Vegetables such as spring onions, celery, bok choy, lemongrass and sweet potato can all be used to grow more vegetables. Yes, that’s right – free food!

In this article, we’re going to look at how to take five vegetable and fruit scraps and turn them into more food.

Garlic shoots

If you have any old and forgotten garlic shoots in your cupboard that are starting to sprout – don’t dismay, with a little effort you can grow your own supply of garlic shoots.

  1. Peel outer skin of garlic cloves and position in a small jam jar.
  2. Add fresh, cool water to a depth of 1cm
  3. Place jar in sunny windowsill.
  4. Replace water every day.
  5. When the shoots are 10cm tall, you can harvest your garlic greens. If you only snip off what you need, it will continue to grow.

Note: the taste is milder than garlic.

Spring Onions

This is so simple – if you remember to change water regularly, you won’t need to buy spring onions again!

  1. Cut the spring onions, retaining the roots and two-thirds of the white part.
  2. Fill jam jar with enough fresh water to reach just above the roots of your cuttings.
  3. Place jar in a sunny environment, replacing water daily.
  4. Snip off as you need it, and the shoots will continue to grow – offering you a constant supply.

Celery

Next time you have a bunch of celery, don’t give the bottom part to the worms, instead use it to grow another bunch of celery.

  1. Slice the bottom from a bunch of celery, retaining an inch and a half.
  2. Place your cutting in a wide jar or small container.
  3. Fill with enough water to cover the base, but not more than 4cm (so it doesn’t cause rotting).
  4. Refresh water daily and clean off any slime-like stalks to keep the cutting fresh and healthy.
  5. When the celery starts growing roots, transfer to a medium-sized pot filled with potting compost.

Lemongrass

Lemongrass is a hardy plant that likes to clump and spread.
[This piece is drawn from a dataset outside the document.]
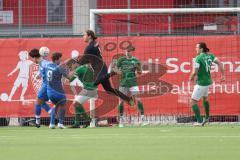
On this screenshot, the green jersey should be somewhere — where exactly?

One humble stalk can give you hundreds.

  1. Leave some stalk on the root end of your lemongrass.
  2. Place your cutting in a wide jar or small container.
  3. Fill with enough water to cover the base.
  4. Refresh water daily.
  5. Fresh growth will appear from the inside of the lemongrass stalk, and when roots appear, transfer to a medium-sized pot filled with potting compost.

Pineapple

All hail the king of the vegetables. Don’t throw away the crown – plant it and grow more! Brisbane’s climate is ideal for growing pineapples.

  1. When purchasing pineapple, select one with the crown intact.
  2. Cut the top of the pineapple and pull away all the pineapple flesh from the leaves, leaving behind a core. (Else wear gloves and twist off the crown.)
  3. Leave the pineapple crown to dry for a few days, so the core hardens.
  4. Plant directly in a medium-sized pot filled with potting compost and place in an area with full-sun.